Marker data

Either clone the THAPBI PICT source code repository, or decompress the latest source code release (.tar.gz file). You should find it contains a directory examples/oomycete_rps10/ which is for this example.

Shell scripts setup.sh and run.sh should reproduce the analysis discussed.

The documentation goes through running each step of the analysis gradually, including building a combined database, before calling pipeline command. We provide script run.sh to do the final run-though automatically, but encourage you to follow along the individual steps first.

FASTQ data

File PRJNA699663.tsv was download from the ENA and includes the FASTQ checksums, URLs, and sample metadata.

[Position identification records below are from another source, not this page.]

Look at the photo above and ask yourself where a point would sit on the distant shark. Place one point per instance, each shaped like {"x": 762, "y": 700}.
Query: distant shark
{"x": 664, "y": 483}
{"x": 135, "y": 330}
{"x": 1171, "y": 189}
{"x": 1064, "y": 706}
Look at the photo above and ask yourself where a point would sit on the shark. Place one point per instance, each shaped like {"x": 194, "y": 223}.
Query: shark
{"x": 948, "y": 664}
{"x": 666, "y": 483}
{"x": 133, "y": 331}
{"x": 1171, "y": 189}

With a little scripting to extract the relevant sample metadata for use with THAPBI PICT this was reformatted as metadata.tsv (see below).

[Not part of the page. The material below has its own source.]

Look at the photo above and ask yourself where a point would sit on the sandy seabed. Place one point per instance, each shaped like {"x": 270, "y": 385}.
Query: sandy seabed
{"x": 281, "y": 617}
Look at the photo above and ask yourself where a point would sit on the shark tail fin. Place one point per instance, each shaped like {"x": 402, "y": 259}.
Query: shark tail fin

Script setup.sh will download the raw FASTQ files for Foster et al. (2021) from https://www.ebi.ac.uk/ena/data/view/PRJNA699663 - you could also use https://www.ncbi.nlm.nih.gov/bioproject/PRJNA699663/ to get this.

It will download 64 raw FASTQ files (32 pairs), taking about 2.3GB on disk

If you have the md5sum tool installed (standard on Linux; we suggest conda install coreutils to install this on macOS), verify the FASTQ files downloaded correctly:

$ cd raw_data/
$ md5sum -c MD5SUM.txt
...
$ cd ..

There is no need to decompress the files.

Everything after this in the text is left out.